Story and photos by subcommittee member Kathi Miller, Senior Tenement Geologist, Norton Gold Fields Ltd
HEART OF GOLD DISCOVERY TRAIL SERIES
Western Australia’s gold history is both colourful and fascinating. Following the challenges of the First World War, the 1930s brought revitalisation to the gold industry with a rise in the gold price and an increase in foreign investment. However, it was the discovery of a gold nugget in 1931 that created a national sensation and saw many prospectors return to WA.
In early 1931, Larkinville, near Widgiemooltha, was an alluvial field of hard-won dust.
“The area is useless,” a prospector said after six weeks of digging and shaking the dirt. He gave up the search for gold, removed his tools and abandoned the lease on which the Golden Eagle nugget lay buried beneath a road.
James Joseph Larcombe was the next man to peg out a claim over the vacant ground. Men digging the land around him had found very little gold. Some of them were in desperate circumstances, almost starving and living only on porridge.
James went to work dryblowing the old creek bed. He found some colour (small specks of gold). He almost gave up the claim, but when gold was found on a neighbouring property, he stayed a little longer.
James’s 16 year old son, Jim, joined him on the field. Young Jim had left his heavy work of supplying wood to the State Battery at Coolgardie, which was an ore-crushing facility run by the Western Australian Government for use by prospectors and miners. Jim admitted to knowing nothing about prospecting but he would have a go.
Two days later, Jim uttered a joyous yell. He’d unearthed a heavy slug of gold from a hole in the road.
He struggled to carry the nugget in his arms. “Sluggo,” Jim called out. The diggers on the field ran over. “They were like a flock of sheep with four or five dingoes behind them,” James said.
Young Jim Larcombe had struck it rich. He’d found a fortune in one big piece of gold. The Golden Eagle nugget weighed 1,135 ounces, and in 1931, the Larcombe’s received an offer of £6,000 from a buyer.

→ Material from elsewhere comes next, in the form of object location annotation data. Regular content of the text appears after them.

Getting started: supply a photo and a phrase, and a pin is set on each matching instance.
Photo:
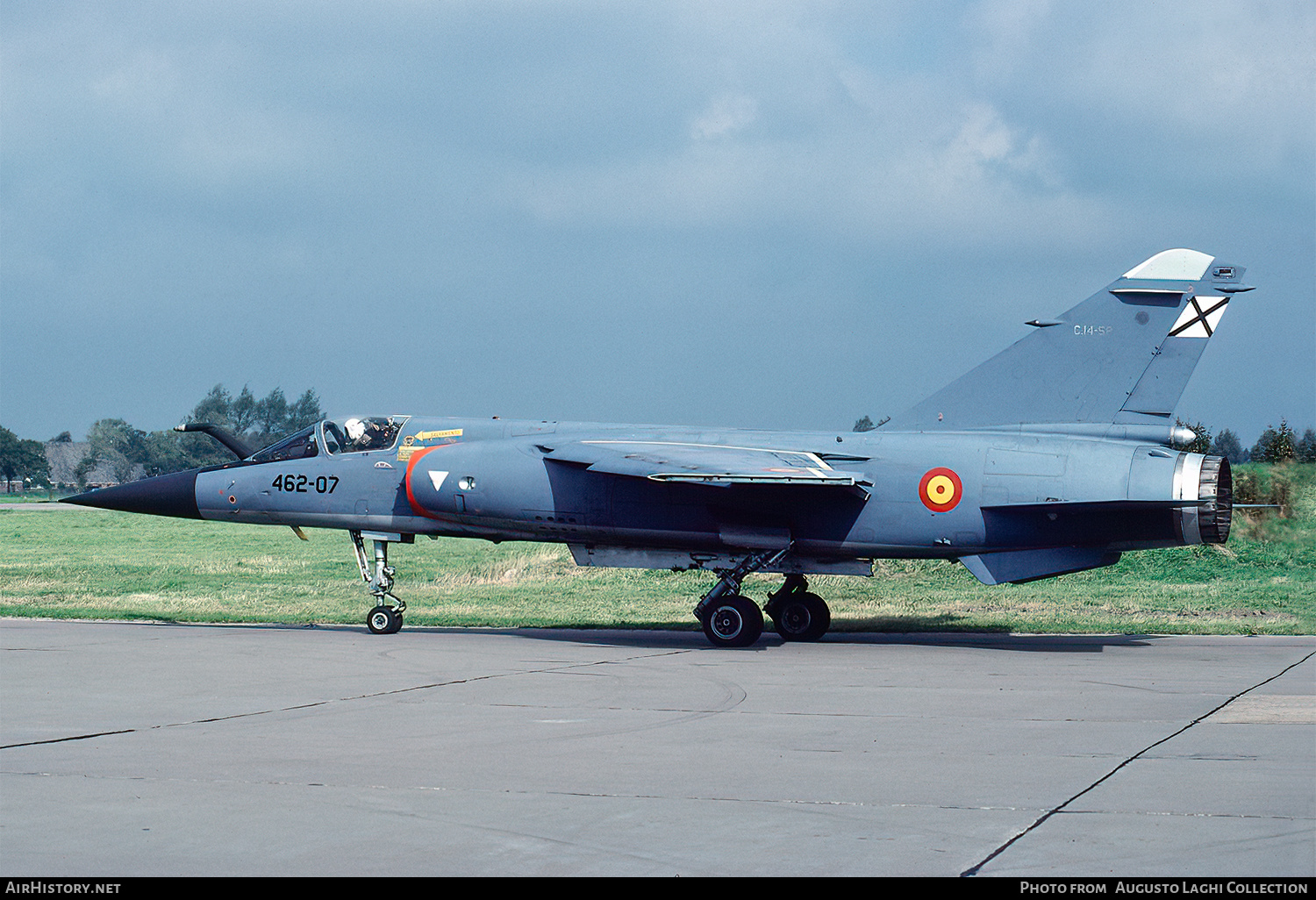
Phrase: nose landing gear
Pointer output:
(797, 613)
(733, 620)
(378, 575)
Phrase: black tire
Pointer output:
(383, 620)
(733, 621)
(802, 618)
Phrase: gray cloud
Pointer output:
(747, 213)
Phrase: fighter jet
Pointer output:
(1055, 455)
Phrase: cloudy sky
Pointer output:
(778, 215)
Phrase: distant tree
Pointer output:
(1307, 446)
(118, 444)
(1227, 445)
(1276, 444)
(242, 411)
(1202, 442)
(163, 454)
(21, 460)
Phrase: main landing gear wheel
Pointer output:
(733, 621)
(797, 613)
(802, 618)
(384, 620)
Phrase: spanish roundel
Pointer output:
(940, 489)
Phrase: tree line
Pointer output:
(133, 453)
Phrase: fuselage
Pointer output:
(494, 479)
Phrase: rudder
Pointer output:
(1124, 355)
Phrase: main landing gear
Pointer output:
(378, 575)
(733, 620)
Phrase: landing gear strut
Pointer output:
(733, 620)
(384, 618)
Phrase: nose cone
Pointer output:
(163, 495)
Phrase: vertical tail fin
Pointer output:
(1120, 357)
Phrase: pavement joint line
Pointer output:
(971, 871)
(360, 696)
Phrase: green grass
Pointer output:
(103, 565)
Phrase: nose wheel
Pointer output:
(384, 620)
(733, 621)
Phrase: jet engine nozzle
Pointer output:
(1207, 479)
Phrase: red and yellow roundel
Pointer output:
(940, 489)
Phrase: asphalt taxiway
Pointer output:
(144, 749)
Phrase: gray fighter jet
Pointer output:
(1053, 457)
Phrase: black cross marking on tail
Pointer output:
(1200, 318)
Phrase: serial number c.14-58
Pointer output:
(304, 484)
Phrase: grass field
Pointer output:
(104, 565)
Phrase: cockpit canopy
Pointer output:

The Golden Eagle, a nugget which roughly resembled a bird with outspread wings, was a triumph for the men who dug for gold with pick and shovel. Newspapers across Australia reported the sensational discovery at Larkinville. A new gold fever set in attracting investors and many prospectors to Western Australia. Today the Golden Eagle nugget is still the largest specimen found in WA.
The gold industry has played and continues to play a fundamental role in Australia’s history, economy and social fabric, and is vital to our future.
A replica of the Golden Eagle nugget, sponsored by The Perth Mint, will be unveiled in Elizabeth Quay on Saturday 7 October, marking the start of Perth’s first virtual gold trail.